Cyprus justice minister Ionas Nicolaou resigns over serial killings of foreign women

Cyprus protest
Protesters hold up placards during a public vigil in memory of the victims of a suspected serial killer outside the Presidential Palace in Nicosia, Cyprus.

Cyprus’s justice minister resigned on Thursday amid public uproar at how police handled disappearances of foreign women, victims of a suspected serial killer whose actions went undetected for almost three years.

Four women have been found murdered in the past three weeks, their bodies dumped in three locations west of the capital Nicosia. Investigations are under way into three other disappearances, including two girls aged six and eight.
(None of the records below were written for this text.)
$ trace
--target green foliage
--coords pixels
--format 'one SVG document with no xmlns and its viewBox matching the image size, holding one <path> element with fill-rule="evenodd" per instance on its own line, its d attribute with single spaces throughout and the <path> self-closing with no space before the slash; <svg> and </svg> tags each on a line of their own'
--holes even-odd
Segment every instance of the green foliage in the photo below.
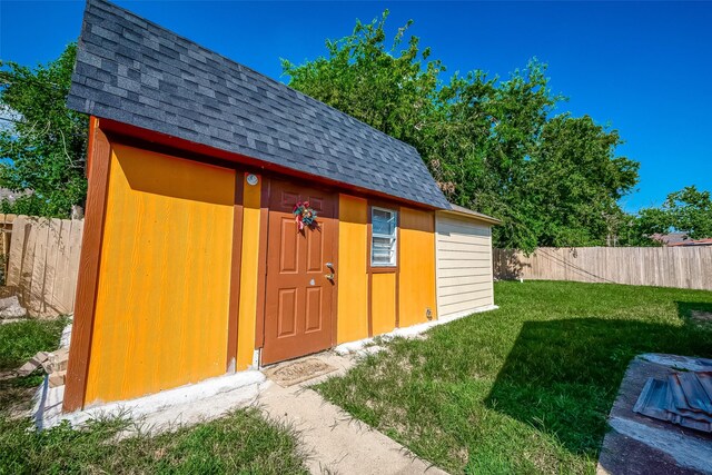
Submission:
<svg viewBox="0 0 712 475">
<path fill-rule="evenodd" d="M 31 190 L 2 212 L 65 218 L 83 204 L 88 119 L 65 106 L 76 52 L 34 69 L 0 61 L 0 186 Z"/>
<path fill-rule="evenodd" d="M 564 98 L 535 59 L 506 80 L 477 70 L 444 82 L 431 50 L 405 41 L 412 21 L 386 46 L 387 17 L 327 41 L 326 58 L 283 60 L 289 86 L 414 146 L 451 201 L 503 220 L 497 247 L 604 243 L 637 182 L 637 164 L 615 156 L 617 132 L 587 116 L 550 118 Z"/>
<path fill-rule="evenodd" d="M 637 182 L 639 164 L 616 157 L 617 131 L 589 116 L 548 120 L 526 189 L 542 226 L 540 246 L 603 246 L 625 220 L 617 200 Z"/>
<path fill-rule="evenodd" d="M 670 230 L 685 232 L 690 239 L 712 237 L 712 197 L 710 191 L 685 187 L 671 192 L 660 208 L 641 209 L 635 219 L 634 235 L 642 241 L 654 234 Z"/>
<path fill-rule="evenodd" d="M 498 310 L 396 339 L 317 387 L 449 473 L 594 473 L 641 353 L 712 356 L 712 293 L 495 283 Z M 573 296 L 573 297 L 572 297 Z"/>
</svg>

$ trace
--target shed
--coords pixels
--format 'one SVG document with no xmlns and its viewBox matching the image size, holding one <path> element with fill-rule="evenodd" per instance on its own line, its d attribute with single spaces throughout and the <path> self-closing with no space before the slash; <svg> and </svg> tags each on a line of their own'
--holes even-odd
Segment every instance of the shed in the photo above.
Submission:
<svg viewBox="0 0 712 475">
<path fill-rule="evenodd" d="M 461 211 L 413 147 L 103 0 L 68 107 L 90 130 L 65 410 L 438 318 L 436 212 Z"/>
<path fill-rule="evenodd" d="M 494 306 L 492 226 L 462 206 L 436 212 L 437 314 L 457 318 Z"/>
</svg>

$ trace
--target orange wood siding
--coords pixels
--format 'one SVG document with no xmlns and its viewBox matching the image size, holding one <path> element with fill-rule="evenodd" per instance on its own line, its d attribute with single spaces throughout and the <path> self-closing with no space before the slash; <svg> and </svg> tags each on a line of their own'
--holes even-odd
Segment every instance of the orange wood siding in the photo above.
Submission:
<svg viewBox="0 0 712 475">
<path fill-rule="evenodd" d="M 113 146 L 87 405 L 225 373 L 234 174 Z"/>
<path fill-rule="evenodd" d="M 247 179 L 247 174 L 244 179 Z M 247 181 L 243 185 L 245 187 L 243 200 L 243 257 L 240 260 L 240 303 L 237 324 L 237 365 L 235 367 L 238 372 L 249 368 L 253 364 L 256 318 L 263 318 L 261 315 L 257 315 L 263 178 L 259 178 L 257 185 L 249 185 Z"/>
<path fill-rule="evenodd" d="M 400 208 L 398 326 L 428 321 L 436 316 L 435 216 L 433 211 Z"/>
<path fill-rule="evenodd" d="M 396 327 L 396 275 L 373 274 L 370 278 L 373 336 L 377 336 Z"/>
<path fill-rule="evenodd" d="M 367 201 L 339 197 L 337 343 L 368 337 Z"/>
</svg>

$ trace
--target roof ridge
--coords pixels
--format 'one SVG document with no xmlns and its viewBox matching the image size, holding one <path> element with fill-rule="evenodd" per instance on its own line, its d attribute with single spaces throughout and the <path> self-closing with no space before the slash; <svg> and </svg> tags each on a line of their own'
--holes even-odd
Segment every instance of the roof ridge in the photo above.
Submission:
<svg viewBox="0 0 712 475">
<path fill-rule="evenodd" d="M 202 49 L 202 50 L 205 50 L 205 51 L 207 51 L 207 52 L 209 52 L 211 55 L 216 55 L 216 56 L 220 57 L 225 61 L 228 61 L 228 62 L 230 62 L 233 65 L 239 66 L 240 68 L 245 68 L 245 69 L 254 72 L 255 75 L 258 75 L 258 76 L 260 76 L 260 77 L 274 82 L 278 87 L 287 88 L 288 90 L 294 91 L 294 92 L 303 96 L 304 98 L 306 98 L 308 100 L 312 100 L 312 101 L 318 102 L 322 106 L 328 107 L 329 109 L 334 110 L 335 112 L 337 112 L 337 113 L 339 113 L 342 116 L 347 117 L 350 120 L 355 120 L 358 123 L 363 123 L 364 126 L 366 126 L 369 129 L 376 131 L 377 133 L 380 133 L 382 136 L 388 138 L 389 140 L 394 140 L 394 141 L 398 142 L 398 144 L 403 144 L 404 146 L 409 147 L 413 150 L 415 150 L 418 154 L 418 156 L 421 155 L 421 152 L 413 145 L 407 144 L 407 142 L 405 142 L 405 141 L 403 141 L 400 139 L 397 139 L 397 138 L 395 138 L 393 136 L 389 136 L 388 133 L 384 132 L 383 130 L 379 130 L 379 129 L 375 128 L 374 126 L 372 126 L 369 123 L 366 123 L 363 120 L 359 120 L 359 119 L 355 118 L 354 116 L 344 112 L 343 110 L 338 110 L 337 108 L 335 108 L 335 107 L 333 107 L 333 106 L 330 106 L 330 105 L 328 105 L 326 102 L 323 102 L 323 101 L 320 101 L 320 100 L 318 100 L 318 99 L 316 99 L 316 98 L 314 98 L 314 97 L 312 97 L 309 95 L 306 95 L 306 93 L 301 92 L 300 90 L 290 87 L 289 85 L 285 85 L 284 82 L 281 82 L 281 81 L 279 81 L 277 79 L 274 79 L 274 78 L 271 78 L 271 77 L 269 77 L 269 76 L 267 76 L 267 75 L 265 75 L 263 72 L 259 72 L 258 70 L 256 70 L 254 68 L 250 68 L 249 66 L 243 65 L 241 62 L 237 62 L 236 60 L 234 60 L 234 59 L 231 59 L 231 58 L 229 58 L 229 57 L 227 57 L 227 56 L 225 56 L 225 55 L 222 55 L 222 53 L 220 53 L 220 52 L 218 52 L 216 50 L 207 48 L 207 47 L 198 43 L 197 41 L 191 40 L 190 38 L 188 38 L 186 36 L 182 36 L 180 33 L 177 33 L 176 31 L 170 30 L 170 29 L 168 29 L 168 28 L 166 28 L 166 27 L 164 27 L 164 26 L 161 26 L 161 24 L 159 24 L 159 23 L 157 23 L 157 22 L 155 22 L 152 20 L 149 20 L 149 19 L 147 19 L 145 17 L 141 17 L 140 14 L 135 13 L 131 10 L 127 10 L 126 8 L 123 8 L 121 6 L 118 6 L 118 4 L 113 3 L 113 2 L 110 2 L 108 0 L 87 0 L 87 4 L 90 4 L 90 3 L 93 3 L 95 6 L 99 6 L 99 4 L 109 6 L 110 8 L 115 8 L 117 10 L 120 10 L 125 16 L 130 16 L 130 17 L 137 18 L 137 19 L 139 19 L 141 21 L 145 21 L 145 22 L 151 24 L 155 28 L 159 28 L 159 29 L 161 29 L 164 31 L 167 31 L 167 32 L 169 32 L 171 34 L 175 34 L 176 37 L 178 37 L 178 38 L 180 38 L 180 39 L 182 39 L 185 41 L 188 41 L 188 42 L 190 42 L 192 44 L 196 44 L 198 48 L 200 48 L 200 49 Z"/>
<path fill-rule="evenodd" d="M 449 209 L 409 144 L 108 0 L 87 0 L 70 109 Z"/>
</svg>

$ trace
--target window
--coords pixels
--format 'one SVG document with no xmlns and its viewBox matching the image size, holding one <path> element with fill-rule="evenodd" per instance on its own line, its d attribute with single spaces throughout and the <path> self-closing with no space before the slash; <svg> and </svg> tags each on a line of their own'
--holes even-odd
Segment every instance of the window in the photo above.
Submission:
<svg viewBox="0 0 712 475">
<path fill-rule="evenodd" d="M 390 209 L 370 208 L 370 265 L 396 265 L 396 228 L 398 214 Z"/>
</svg>

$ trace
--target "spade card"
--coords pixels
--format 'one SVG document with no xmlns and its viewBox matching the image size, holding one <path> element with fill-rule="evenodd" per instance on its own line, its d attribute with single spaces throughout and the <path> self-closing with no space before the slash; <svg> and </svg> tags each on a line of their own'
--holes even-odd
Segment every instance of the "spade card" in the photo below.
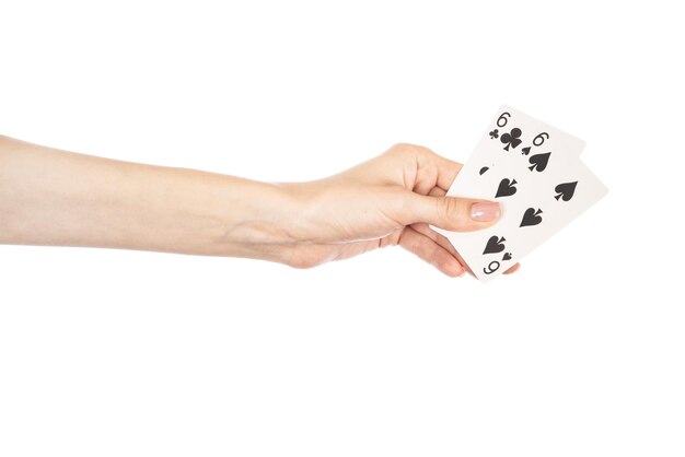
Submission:
<svg viewBox="0 0 685 457">
<path fill-rule="evenodd" d="M 500 220 L 448 232 L 474 276 L 490 281 L 600 200 L 607 190 L 580 161 L 584 142 L 502 106 L 448 196 L 497 201 Z"/>
</svg>

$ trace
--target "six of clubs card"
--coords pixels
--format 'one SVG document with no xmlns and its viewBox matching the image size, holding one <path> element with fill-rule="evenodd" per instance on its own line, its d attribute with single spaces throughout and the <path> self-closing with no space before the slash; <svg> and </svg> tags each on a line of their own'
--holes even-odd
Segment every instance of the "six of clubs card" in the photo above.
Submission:
<svg viewBox="0 0 685 457">
<path fill-rule="evenodd" d="M 464 262 L 489 281 L 607 192 L 580 161 L 584 142 L 503 106 L 448 196 L 491 200 L 502 214 L 490 228 L 448 232 Z"/>
</svg>

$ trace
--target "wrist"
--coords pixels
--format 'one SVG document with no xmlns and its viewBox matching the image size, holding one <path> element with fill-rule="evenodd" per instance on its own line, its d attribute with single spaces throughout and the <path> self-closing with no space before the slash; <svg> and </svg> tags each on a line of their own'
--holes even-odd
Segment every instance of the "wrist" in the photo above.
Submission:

A 35-year-old career army officer is in custody and police say he has confessed to seven killings in total after having connected with the women on an online dating site.

“I informed the president of the republic that I am resigning for reasons of political sensitivity,” Justice Minister Ionas Nicolaou told reporters after meeting President Nicos Anastasiades.

Nicolaou, whose ministry primarily supervises police, said his resignation was not an assumption of any responsibility, while adding there were apparent shortcomings” in how police investigated the reports of the women’s disappearances.

“The consequential extension of this abhorrent crime doesn’t only affect police, but society in general, and I refer to a mentality and perception which does not honor any of us,” he said, without elaborating.

In a statement, Anastasiades said he was deeply saddened to accept the resignation, calling Nicolaou one of his closest associates.

Cypriot police have faced a torrent of criticism over how they handled each case – the magnitude of which was unknown when tourists accidentally found a bound body in a mine shaft flooded by heavy rain on April 14.

That victim, Marry Rose Tuburcio, 39, from the Philippines, is the only one formally identified of the four women discovered since then. She went missing with her six-year-old daughter Sierra in May last year.

When acquaintances reported her disappearance to police they were told she and her daughter had probably crossed into the northern part of the divided Mediterranean island, a breakaway Turkish Cypriot state.

A fresh search for other victims was underway on Thursday in a man-made lake near a copper mine. One victim was found in a suitcase weighed down with a block of cement in the lake on Sunday.

British police are also assisting inquiries.

A mother and daughter from Romania, thought to be the first victims, disappeared in September 2016, and the last of the victims, from the Philippines, around August 2018.

Police say they will conduct an investigation into any perceived shortcomings.